Curiosas são as leis naturais... As lágrimas eram tantas, que ela mal podia enxergar o marido. Mas as mesmas lágrimas criaram uma distorção tal que ela passou a enxergar o que não podia ser visto. E ela viu! Não conseguia ver detalhes, mas a forma que ali estava era semelhante à humana. Ao menos tinha braços e mãos e era só o que importava, pois aparentemente uma mão estava sobre o peito do marido.
- Meu Deus! É você! Você é de verdade!
- Claro que sou de verdade. E vou proteger você até nosso reencontro.
- Mas você está matando ele!
- Não. Ele está se matando. Ele também tem suas próprias angústias, suas dúvidas, seus medos, suas incertezas. Mas talvez não seja tão forte quanto você, então está se deixando ir. Eu só estou evitando que ele reaja. Se ele for, acaba seu sofrimento.
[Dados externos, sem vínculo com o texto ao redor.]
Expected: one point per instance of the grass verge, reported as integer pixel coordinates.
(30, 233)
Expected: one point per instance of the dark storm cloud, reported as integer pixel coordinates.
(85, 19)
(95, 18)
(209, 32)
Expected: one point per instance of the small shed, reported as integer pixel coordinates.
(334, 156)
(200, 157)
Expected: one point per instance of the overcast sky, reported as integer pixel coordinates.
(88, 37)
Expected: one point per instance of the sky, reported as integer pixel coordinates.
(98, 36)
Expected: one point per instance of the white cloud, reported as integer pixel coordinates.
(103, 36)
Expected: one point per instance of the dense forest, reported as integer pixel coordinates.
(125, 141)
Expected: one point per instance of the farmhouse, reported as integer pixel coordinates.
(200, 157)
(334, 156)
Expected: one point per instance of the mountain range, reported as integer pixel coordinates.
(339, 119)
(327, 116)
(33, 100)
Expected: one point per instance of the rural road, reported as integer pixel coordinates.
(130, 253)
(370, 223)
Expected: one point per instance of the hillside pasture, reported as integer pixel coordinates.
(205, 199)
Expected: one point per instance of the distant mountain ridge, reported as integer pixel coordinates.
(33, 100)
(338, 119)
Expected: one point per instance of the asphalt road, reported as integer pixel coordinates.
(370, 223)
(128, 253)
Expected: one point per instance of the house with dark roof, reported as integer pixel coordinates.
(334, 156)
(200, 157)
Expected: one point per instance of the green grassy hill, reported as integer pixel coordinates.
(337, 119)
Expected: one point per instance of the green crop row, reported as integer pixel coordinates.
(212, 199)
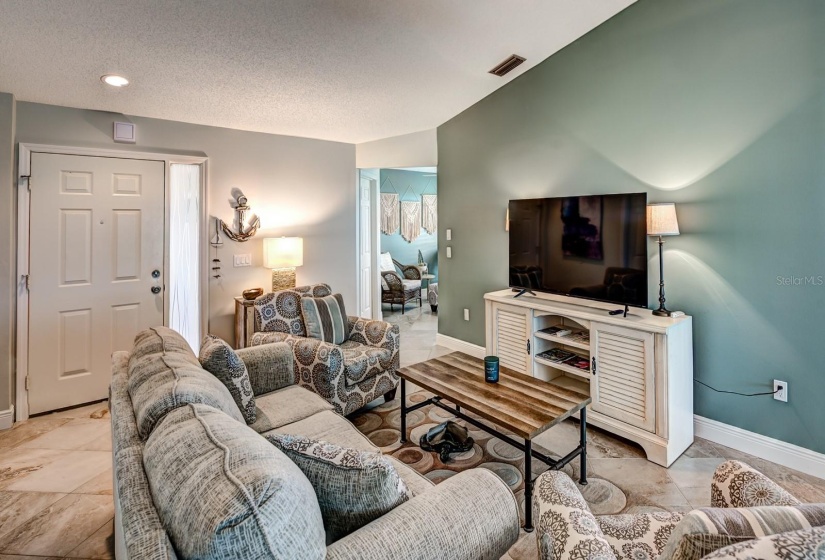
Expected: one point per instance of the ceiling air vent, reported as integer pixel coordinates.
(507, 65)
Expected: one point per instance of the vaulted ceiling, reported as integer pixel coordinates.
(345, 70)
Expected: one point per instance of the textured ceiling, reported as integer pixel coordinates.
(345, 70)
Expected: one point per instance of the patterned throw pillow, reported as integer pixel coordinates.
(219, 359)
(325, 318)
(727, 524)
(353, 487)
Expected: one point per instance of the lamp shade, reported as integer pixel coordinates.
(283, 252)
(661, 219)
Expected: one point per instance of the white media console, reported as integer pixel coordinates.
(640, 372)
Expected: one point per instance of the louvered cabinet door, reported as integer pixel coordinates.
(511, 332)
(623, 384)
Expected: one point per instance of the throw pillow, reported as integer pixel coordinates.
(353, 487)
(325, 318)
(807, 544)
(729, 525)
(219, 359)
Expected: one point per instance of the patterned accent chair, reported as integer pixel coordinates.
(348, 375)
(744, 506)
(398, 289)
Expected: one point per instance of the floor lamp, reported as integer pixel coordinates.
(661, 221)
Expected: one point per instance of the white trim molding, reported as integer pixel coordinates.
(459, 345)
(764, 447)
(7, 418)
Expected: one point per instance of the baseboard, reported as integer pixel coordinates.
(6, 418)
(460, 345)
(764, 447)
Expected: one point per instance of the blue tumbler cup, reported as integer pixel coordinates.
(491, 369)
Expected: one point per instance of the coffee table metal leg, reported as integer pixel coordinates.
(403, 411)
(528, 486)
(583, 443)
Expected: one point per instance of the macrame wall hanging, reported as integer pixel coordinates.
(410, 220)
(429, 212)
(389, 213)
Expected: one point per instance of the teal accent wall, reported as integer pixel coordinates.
(410, 185)
(716, 106)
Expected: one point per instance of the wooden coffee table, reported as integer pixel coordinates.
(521, 404)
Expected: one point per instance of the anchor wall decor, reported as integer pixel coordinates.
(241, 208)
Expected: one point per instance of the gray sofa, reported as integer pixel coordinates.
(184, 459)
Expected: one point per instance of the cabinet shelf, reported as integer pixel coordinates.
(584, 374)
(564, 340)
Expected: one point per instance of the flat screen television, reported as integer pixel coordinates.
(592, 247)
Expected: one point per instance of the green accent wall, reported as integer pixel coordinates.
(716, 106)
(410, 185)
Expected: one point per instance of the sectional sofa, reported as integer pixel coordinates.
(193, 479)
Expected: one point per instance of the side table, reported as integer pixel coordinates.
(244, 321)
(428, 278)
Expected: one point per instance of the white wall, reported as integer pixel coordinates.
(7, 251)
(418, 149)
(299, 187)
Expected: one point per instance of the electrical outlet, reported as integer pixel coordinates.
(781, 390)
(242, 259)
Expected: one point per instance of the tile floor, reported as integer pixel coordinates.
(56, 471)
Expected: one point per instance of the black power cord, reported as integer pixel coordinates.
(734, 392)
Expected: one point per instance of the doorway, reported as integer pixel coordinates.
(95, 234)
(407, 236)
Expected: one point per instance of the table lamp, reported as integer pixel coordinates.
(661, 221)
(282, 255)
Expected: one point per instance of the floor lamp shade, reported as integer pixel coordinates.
(661, 221)
(282, 255)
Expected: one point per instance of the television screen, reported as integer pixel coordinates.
(592, 247)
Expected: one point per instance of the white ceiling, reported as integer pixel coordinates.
(345, 70)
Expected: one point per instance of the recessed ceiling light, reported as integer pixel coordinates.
(114, 80)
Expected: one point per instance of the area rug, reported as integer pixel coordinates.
(381, 425)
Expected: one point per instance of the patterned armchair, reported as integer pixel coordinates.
(348, 375)
(568, 529)
(396, 288)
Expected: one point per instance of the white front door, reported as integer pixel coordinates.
(364, 248)
(96, 270)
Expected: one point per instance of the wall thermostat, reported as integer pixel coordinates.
(125, 132)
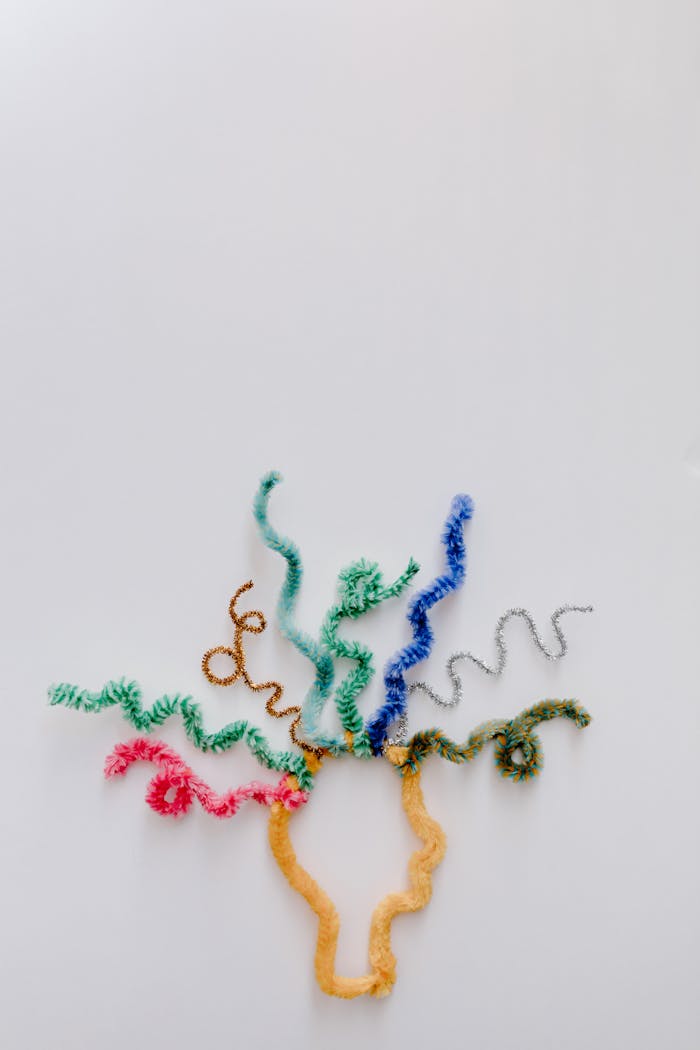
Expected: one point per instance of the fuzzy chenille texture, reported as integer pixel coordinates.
(360, 588)
(510, 735)
(420, 648)
(174, 788)
(127, 695)
(318, 654)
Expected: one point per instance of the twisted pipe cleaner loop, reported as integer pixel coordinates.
(255, 623)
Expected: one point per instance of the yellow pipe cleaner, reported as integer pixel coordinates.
(421, 864)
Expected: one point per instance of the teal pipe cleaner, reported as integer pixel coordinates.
(319, 656)
(360, 588)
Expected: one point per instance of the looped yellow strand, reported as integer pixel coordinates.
(421, 864)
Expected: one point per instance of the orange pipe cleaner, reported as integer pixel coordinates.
(421, 865)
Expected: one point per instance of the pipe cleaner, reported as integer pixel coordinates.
(177, 779)
(174, 788)
(255, 623)
(128, 696)
(550, 654)
(360, 588)
(319, 656)
(395, 681)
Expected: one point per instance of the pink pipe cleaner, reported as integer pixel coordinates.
(177, 780)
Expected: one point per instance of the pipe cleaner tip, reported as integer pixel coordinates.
(462, 506)
(269, 480)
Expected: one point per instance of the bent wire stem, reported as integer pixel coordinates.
(502, 651)
(172, 791)
(319, 656)
(360, 589)
(421, 646)
(421, 865)
(175, 786)
(127, 695)
(255, 623)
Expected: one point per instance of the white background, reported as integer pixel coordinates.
(396, 250)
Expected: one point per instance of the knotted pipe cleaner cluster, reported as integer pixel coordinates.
(420, 648)
(174, 788)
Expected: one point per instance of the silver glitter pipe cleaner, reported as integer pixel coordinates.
(502, 658)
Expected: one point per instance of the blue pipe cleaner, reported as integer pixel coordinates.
(395, 683)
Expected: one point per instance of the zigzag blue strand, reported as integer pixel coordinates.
(420, 648)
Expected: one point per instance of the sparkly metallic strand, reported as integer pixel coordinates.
(502, 653)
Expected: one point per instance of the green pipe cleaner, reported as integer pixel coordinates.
(360, 588)
(128, 696)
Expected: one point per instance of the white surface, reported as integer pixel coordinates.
(395, 250)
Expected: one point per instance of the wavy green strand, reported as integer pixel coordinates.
(510, 735)
(360, 589)
(319, 656)
(128, 696)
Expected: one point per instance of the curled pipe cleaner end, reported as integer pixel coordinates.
(174, 788)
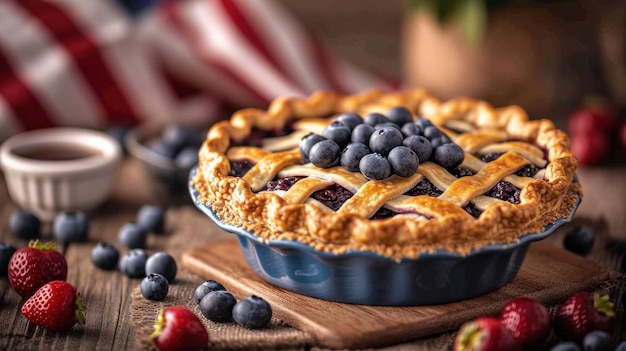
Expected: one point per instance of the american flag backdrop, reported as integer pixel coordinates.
(95, 63)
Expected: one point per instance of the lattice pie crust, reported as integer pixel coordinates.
(430, 223)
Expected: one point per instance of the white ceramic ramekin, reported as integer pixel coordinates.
(47, 187)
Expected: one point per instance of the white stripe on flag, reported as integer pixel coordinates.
(126, 57)
(290, 43)
(223, 41)
(47, 69)
(8, 125)
(175, 48)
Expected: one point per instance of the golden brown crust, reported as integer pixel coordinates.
(271, 217)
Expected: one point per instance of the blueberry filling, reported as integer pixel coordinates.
(424, 187)
(240, 168)
(333, 196)
(528, 171)
(472, 209)
(505, 191)
(281, 184)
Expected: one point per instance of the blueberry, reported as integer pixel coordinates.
(375, 118)
(187, 157)
(400, 115)
(420, 145)
(152, 218)
(579, 240)
(133, 235)
(352, 154)
(375, 166)
(154, 287)
(325, 154)
(409, 129)
(338, 132)
(205, 288)
(566, 346)
(307, 143)
(217, 306)
(440, 140)
(162, 263)
(70, 226)
(383, 140)
(423, 123)
(177, 136)
(6, 251)
(252, 312)
(24, 225)
(362, 133)
(449, 155)
(387, 125)
(431, 132)
(105, 256)
(350, 120)
(597, 340)
(403, 161)
(133, 264)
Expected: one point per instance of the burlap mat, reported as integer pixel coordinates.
(183, 232)
(280, 336)
(230, 336)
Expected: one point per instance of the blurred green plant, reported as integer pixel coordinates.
(470, 15)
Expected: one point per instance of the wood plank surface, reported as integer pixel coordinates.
(547, 274)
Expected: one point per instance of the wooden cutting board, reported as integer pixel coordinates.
(548, 274)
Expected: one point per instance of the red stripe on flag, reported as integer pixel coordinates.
(320, 57)
(171, 10)
(251, 35)
(20, 99)
(86, 56)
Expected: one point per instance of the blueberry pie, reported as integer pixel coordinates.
(397, 173)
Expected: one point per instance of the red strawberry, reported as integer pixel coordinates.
(177, 328)
(583, 312)
(55, 306)
(33, 266)
(484, 334)
(591, 147)
(595, 113)
(528, 320)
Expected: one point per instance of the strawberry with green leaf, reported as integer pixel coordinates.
(33, 266)
(57, 305)
(582, 313)
(177, 328)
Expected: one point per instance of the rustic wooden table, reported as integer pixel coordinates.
(108, 294)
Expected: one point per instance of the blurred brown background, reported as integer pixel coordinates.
(544, 57)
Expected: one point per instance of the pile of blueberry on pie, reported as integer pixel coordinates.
(397, 173)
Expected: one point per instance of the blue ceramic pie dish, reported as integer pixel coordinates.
(359, 277)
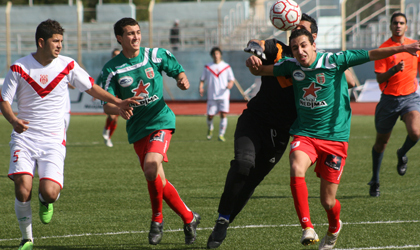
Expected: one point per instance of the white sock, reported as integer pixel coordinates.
(222, 126)
(210, 124)
(24, 215)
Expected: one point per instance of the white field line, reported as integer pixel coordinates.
(241, 227)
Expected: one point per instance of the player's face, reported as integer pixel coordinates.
(52, 47)
(303, 50)
(131, 38)
(398, 26)
(305, 25)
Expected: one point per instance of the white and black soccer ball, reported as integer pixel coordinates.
(285, 14)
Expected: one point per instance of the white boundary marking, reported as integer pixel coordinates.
(246, 226)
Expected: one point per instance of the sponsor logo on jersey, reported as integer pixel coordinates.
(333, 162)
(43, 79)
(157, 136)
(320, 78)
(309, 97)
(125, 81)
(149, 73)
(141, 89)
(298, 75)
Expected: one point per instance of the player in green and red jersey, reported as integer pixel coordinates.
(322, 127)
(137, 71)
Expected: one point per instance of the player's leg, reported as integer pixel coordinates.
(411, 117)
(223, 106)
(302, 155)
(386, 115)
(51, 174)
(273, 147)
(212, 110)
(247, 143)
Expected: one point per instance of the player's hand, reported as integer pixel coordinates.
(183, 83)
(255, 49)
(253, 62)
(20, 125)
(413, 48)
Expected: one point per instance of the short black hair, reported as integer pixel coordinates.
(301, 32)
(398, 14)
(120, 24)
(47, 29)
(314, 25)
(214, 49)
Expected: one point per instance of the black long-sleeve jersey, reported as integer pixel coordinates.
(274, 104)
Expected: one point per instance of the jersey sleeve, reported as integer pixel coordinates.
(168, 62)
(80, 78)
(10, 85)
(349, 58)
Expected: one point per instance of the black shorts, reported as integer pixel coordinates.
(391, 107)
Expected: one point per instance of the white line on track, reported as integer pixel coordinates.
(246, 226)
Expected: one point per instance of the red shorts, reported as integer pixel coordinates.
(330, 156)
(156, 142)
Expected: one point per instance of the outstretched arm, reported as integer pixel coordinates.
(381, 53)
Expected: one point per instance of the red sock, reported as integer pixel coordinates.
(156, 192)
(112, 127)
(300, 198)
(171, 197)
(108, 123)
(334, 217)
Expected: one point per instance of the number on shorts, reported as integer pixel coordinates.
(16, 155)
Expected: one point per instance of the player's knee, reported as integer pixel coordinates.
(242, 166)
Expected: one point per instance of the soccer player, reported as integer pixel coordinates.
(396, 76)
(219, 78)
(40, 83)
(137, 71)
(321, 132)
(111, 120)
(262, 133)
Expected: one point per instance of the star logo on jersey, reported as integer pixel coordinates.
(43, 79)
(311, 90)
(333, 162)
(149, 73)
(141, 89)
(320, 78)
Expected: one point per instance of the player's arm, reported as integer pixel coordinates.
(182, 81)
(255, 66)
(19, 125)
(350, 79)
(201, 88)
(381, 53)
(384, 77)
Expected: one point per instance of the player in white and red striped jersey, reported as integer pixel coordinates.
(40, 83)
(220, 79)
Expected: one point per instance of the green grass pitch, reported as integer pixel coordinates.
(105, 203)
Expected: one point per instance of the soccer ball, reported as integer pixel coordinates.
(285, 14)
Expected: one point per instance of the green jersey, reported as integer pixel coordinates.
(321, 94)
(142, 76)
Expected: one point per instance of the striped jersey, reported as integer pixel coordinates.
(321, 94)
(217, 76)
(42, 94)
(142, 76)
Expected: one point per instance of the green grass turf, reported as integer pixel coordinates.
(105, 203)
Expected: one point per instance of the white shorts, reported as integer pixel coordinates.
(26, 155)
(216, 106)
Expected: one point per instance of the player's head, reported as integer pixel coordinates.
(398, 24)
(308, 23)
(115, 52)
(303, 47)
(216, 54)
(49, 38)
(128, 34)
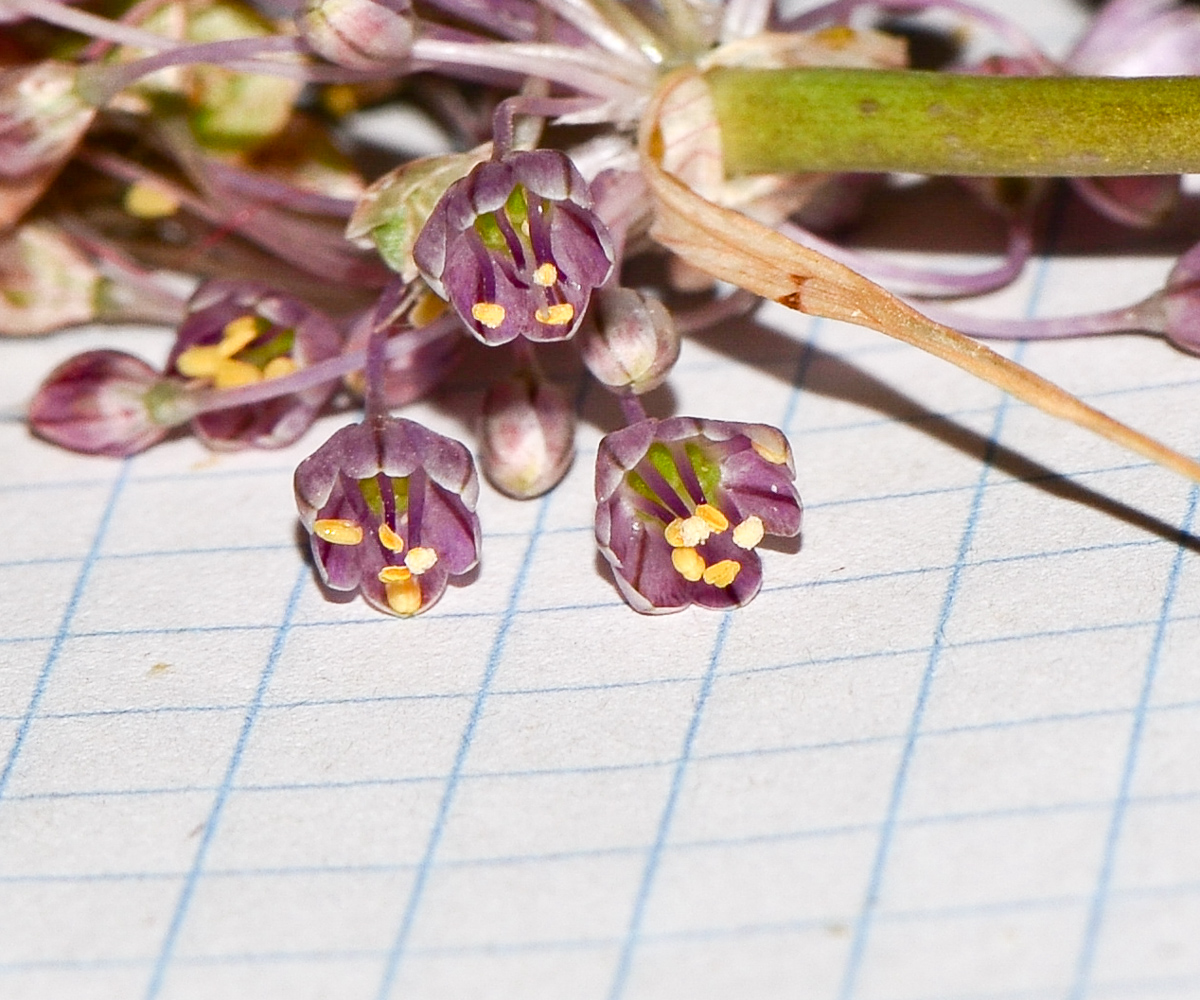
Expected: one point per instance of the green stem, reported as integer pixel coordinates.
(875, 120)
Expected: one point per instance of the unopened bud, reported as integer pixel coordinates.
(359, 34)
(528, 436)
(629, 340)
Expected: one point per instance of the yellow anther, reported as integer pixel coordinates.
(713, 518)
(199, 361)
(749, 533)
(556, 316)
(337, 531)
(491, 315)
(405, 597)
(777, 457)
(688, 563)
(427, 309)
(232, 373)
(147, 199)
(238, 334)
(419, 560)
(280, 366)
(723, 574)
(390, 540)
(395, 574)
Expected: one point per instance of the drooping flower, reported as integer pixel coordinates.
(238, 333)
(107, 402)
(682, 506)
(390, 507)
(515, 247)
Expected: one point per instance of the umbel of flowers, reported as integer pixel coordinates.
(587, 133)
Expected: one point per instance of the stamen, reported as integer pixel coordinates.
(389, 539)
(688, 563)
(199, 361)
(237, 334)
(419, 560)
(232, 373)
(337, 531)
(403, 597)
(713, 518)
(769, 454)
(556, 316)
(280, 366)
(145, 199)
(491, 315)
(749, 533)
(723, 574)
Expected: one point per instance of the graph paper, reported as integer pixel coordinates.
(949, 752)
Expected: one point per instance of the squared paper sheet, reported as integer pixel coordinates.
(949, 752)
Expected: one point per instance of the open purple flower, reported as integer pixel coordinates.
(682, 506)
(516, 249)
(238, 333)
(391, 510)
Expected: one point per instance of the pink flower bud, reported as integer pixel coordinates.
(528, 436)
(629, 340)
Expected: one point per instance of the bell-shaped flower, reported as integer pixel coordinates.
(107, 402)
(238, 333)
(515, 247)
(682, 506)
(390, 507)
(527, 437)
(359, 34)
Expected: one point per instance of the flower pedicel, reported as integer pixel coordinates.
(588, 135)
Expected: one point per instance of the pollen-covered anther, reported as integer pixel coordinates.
(403, 596)
(395, 574)
(713, 518)
(337, 531)
(389, 539)
(237, 334)
(749, 533)
(420, 560)
(688, 563)
(723, 574)
(491, 315)
(557, 315)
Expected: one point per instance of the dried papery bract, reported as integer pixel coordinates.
(239, 333)
(733, 247)
(390, 508)
(682, 506)
(107, 402)
(527, 435)
(516, 249)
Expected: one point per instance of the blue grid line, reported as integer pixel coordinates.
(171, 939)
(396, 953)
(624, 960)
(1096, 912)
(64, 632)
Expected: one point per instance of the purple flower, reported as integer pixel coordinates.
(238, 333)
(391, 510)
(516, 249)
(682, 504)
(106, 402)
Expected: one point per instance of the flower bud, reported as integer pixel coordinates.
(528, 436)
(389, 215)
(106, 402)
(359, 34)
(47, 282)
(629, 340)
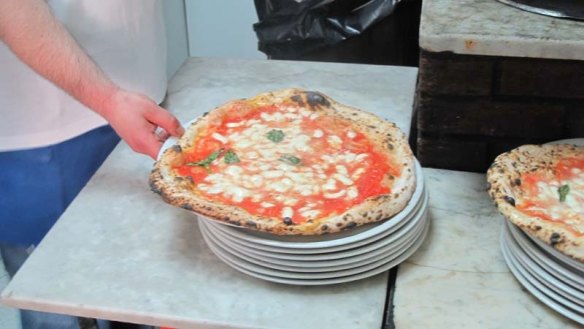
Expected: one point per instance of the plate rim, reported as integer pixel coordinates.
(535, 292)
(334, 264)
(391, 264)
(338, 248)
(387, 224)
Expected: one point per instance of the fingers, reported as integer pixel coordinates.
(152, 146)
(165, 120)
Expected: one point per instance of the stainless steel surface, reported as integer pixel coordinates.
(570, 9)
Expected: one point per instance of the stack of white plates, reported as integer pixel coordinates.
(552, 277)
(329, 259)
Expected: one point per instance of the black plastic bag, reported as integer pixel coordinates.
(296, 27)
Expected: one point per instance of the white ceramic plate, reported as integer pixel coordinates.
(545, 260)
(312, 282)
(535, 272)
(331, 240)
(289, 274)
(535, 289)
(332, 253)
(376, 252)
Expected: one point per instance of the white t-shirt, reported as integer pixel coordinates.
(125, 38)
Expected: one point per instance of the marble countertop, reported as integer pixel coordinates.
(488, 27)
(121, 253)
(458, 278)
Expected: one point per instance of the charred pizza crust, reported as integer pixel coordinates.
(504, 178)
(181, 192)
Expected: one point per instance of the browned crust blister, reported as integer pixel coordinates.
(504, 178)
(181, 192)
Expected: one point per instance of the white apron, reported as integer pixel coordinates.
(125, 38)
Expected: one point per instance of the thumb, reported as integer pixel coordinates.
(164, 119)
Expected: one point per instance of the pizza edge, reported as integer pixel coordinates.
(502, 178)
(175, 190)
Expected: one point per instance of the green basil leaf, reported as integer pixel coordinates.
(563, 192)
(290, 159)
(275, 135)
(207, 161)
(230, 157)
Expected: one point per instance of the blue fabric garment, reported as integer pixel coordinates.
(14, 257)
(37, 185)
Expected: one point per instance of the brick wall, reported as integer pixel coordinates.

Por uma fração de segundo ela pensou. Talvez fosse verdade. Talvez se ele partisse assim, definitivamente, tudo estivesse resolvido. Talvez ela deixasse de sofrer. Mas a presença daquela criatura ali, fez com que percebesse. Talvez ela mesma tivesse partido definitivamente da vida dele de uma maneira trágica, em algum tempo. E ali estava ele. Aquele a quem ela chamava de seu anjo francês. Ali estava ele sofrendo além da vida, sofrendo eternamente uma ausência que talvez nunca mais fosse resolvida. Eternamente.
- Pare! Não faça isso. Deixe ele reagir!
- Pra que? Para a sua vida continuar o que era?
- Podemos fazer com que fique melhor.
- Ele te abandona. Eu te protejo.
- Ele me aquece.
- Nas poucas vezes em que está por perto.
- Tem estado mais vezes.
- Ele te engana.
- Eu tenho me deixado enganar.
- Ele tem vidas paralelas! Mundos paralelos!
- Mas uma dessas vidas e um desses mundos me pertencem.
- Você não tem certeza de ser amada!
- Mas tenho certeza de amar.
- A sua vida não vai mudar!
- Você não pode saber. Você pode ser meu anjo, mas não é Deus! Tire sua mão dele. Você não tem esse direito.
- O amor dá direitos! O amor permite tudo! Mais alguns segundos com minha mão nesse coração e ele não conseguirá mais bater. E então não terei mais que ver você sofrer.
- Tire a sua mão daí! Se é verdade que você me ama, se faz o que faz por amor, deixe que ele viva.
- Pra que?
- Pra mim!
- Nada dele é seu. Ele é seu próprio dono e não vai se deixar submeter.
- Não é verdade! Eu sei que não é!
A mão dela pousou sobre a imagem diáfana da mão sobre o coração do marido. E o toque daquela mão, de carne e osso, aquela mão tão marcada de lavar pratos e enxugar lágrimas teve um poder insuspeitado. O coração começou a reagir. Começou a bater cada vez mais e mais, com mais força, a freqüência se estabilizando. A mão fantasmagórica, ainda colocada sobre o peito do homem, não tinha mais nenhuma influência. A cor voltou ao rosto. Ele não recobrou os sentidos imediatamente, mas tinha voltado à vida. Ia ficar bem.
- Está vendo? Talvez você tenha razão. Talvez eu jamais consiga submeter esse homem em sua totalidade. Mas no coração dele, mando eu. Esse coração pertence a mim!
- Ele pode tornar a fazer da sua vida um inferno. Eu te prometo o céu.
- Mas eu estou na Terra. Tenho que viver no meio dos dois.
- Ainda vou te esperar.
- Não me espere. Talvez eu não vá.
- Mas... Eu sou o teu anjo!
Ela soltou a estatueta que caiu no chão e se partiu em pedaços.
- E ele é meu homem!
As lágrimas estavam desaparecendo. A imagem indefinida também estava indo embora. No fundo, ela sentiu uma ponta de dúvida. Sabia que ali tinha havido uma batalha e que o seu ideal de amor eterno havia perdido. Sabia que ele iria embora. E que ela estaria por sua própria conta com o marido e os filhos.
Mas a dúvida durou pouco. Colocar os pés no chão teve um saudável efeito sobre ela. A angústia deu lugar à força. A tristeza se foi e a vaga deixada foi ocupada pela esperança. A eterna sensação de derrota foi substituída por uma imensa vontade de lutar. E de vencer. Ela sabia, finalmente, que poderia vencer. Que poderia conseguir. Que poderia dirigir os rumos de sua vida e melhorar as coisas à sua volta. Ela era forte. E, afinal, do que não seria capaz uma mulher que criava anjos?